Figure 10. Overall prediction effect of No. 109 students.

Figure 11. Prediction effect of discrete value.

Figure 12. Prediction of mid-term results.

Figure 13. Final score forecast.

6. Conclusions

This study utilizes learning data from the first six weeks of a course platform to predict students’ homework, experiment, midterm, and final scores six weeks later, achieving good results. This provides timely warnings for students who have difficulty learning and personalized guidance for those who perform well. Additionally, teachers can intervene and provide effective teaching guidance based on students’ performance in various stages of the course, thereby improving teaching efficiency and quality. Previous grade predictions have focused more on whether students can pass exams rather than on paying attention to their learning processes. For practical courses, experiments are particularly important, and this model can better predict students’ process performance. With the help of the prediction system, teachers can better understand students’ learning processes and make precise teaching interventions, providing different recommendations for students who have difficulty learning and those who excel. However, there are also many shortcomings in this article, such as the small and unrepresentative dataset used. Currently, the model can only predict scores on this single course platform, and the generalization ability of the model needs to be improved. In addition, teachers need to remind students enough to accumulate good data in the first six weeks of the course platform to effectively and accurately predict students’ scores. In this study, the second method’s predictive evaluation indicators were generally better than those of the first method. However, due to the small amount of data processed, whether the second method is more effective than the first method requires further exploration in future real-world applications.

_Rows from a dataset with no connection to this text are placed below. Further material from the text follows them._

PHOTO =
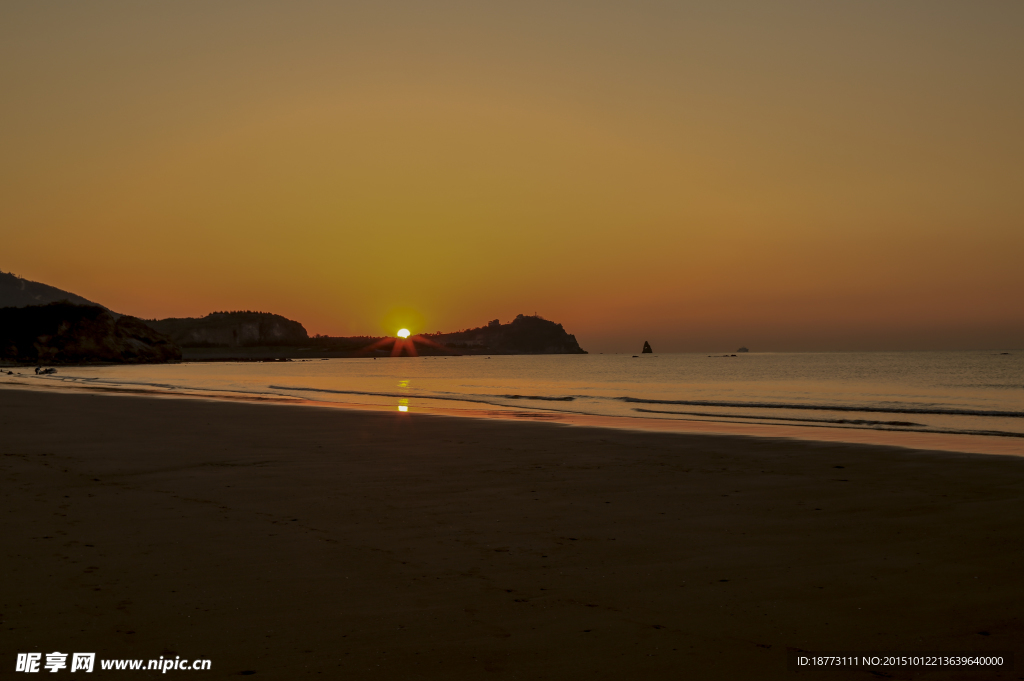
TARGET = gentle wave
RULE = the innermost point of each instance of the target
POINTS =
(827, 408)
(854, 424)
(861, 422)
(550, 399)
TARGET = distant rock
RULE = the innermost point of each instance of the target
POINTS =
(66, 333)
(232, 330)
(17, 292)
(524, 335)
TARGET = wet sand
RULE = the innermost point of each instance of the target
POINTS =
(299, 541)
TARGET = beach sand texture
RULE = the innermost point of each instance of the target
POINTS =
(302, 542)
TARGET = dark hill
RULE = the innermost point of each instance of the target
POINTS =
(232, 330)
(524, 335)
(17, 292)
(66, 333)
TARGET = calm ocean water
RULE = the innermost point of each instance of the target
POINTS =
(977, 393)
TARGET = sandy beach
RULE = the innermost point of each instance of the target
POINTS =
(299, 541)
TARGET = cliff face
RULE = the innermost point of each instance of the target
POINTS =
(524, 335)
(17, 292)
(65, 333)
(232, 330)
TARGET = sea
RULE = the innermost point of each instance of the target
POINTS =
(968, 401)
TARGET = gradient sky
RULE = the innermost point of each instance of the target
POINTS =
(784, 175)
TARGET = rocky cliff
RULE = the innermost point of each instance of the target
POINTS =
(524, 335)
(66, 333)
(232, 330)
(17, 292)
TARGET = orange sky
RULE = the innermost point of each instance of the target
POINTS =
(788, 176)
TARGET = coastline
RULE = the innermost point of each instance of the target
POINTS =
(708, 426)
(386, 545)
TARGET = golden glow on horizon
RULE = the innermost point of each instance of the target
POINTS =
(700, 175)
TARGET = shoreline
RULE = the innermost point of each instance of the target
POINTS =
(381, 545)
(969, 443)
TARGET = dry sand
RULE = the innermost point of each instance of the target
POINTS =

In future grade predictions, it is hoped that this model will be able to predict students’ grades and learning status in each stage of their course when students start school. The generalization ability and applicability of the model need to be significantly improved so that it can be more widely used in various fields to provide teaching warnings and interventions and improve teaching efficiency and quality.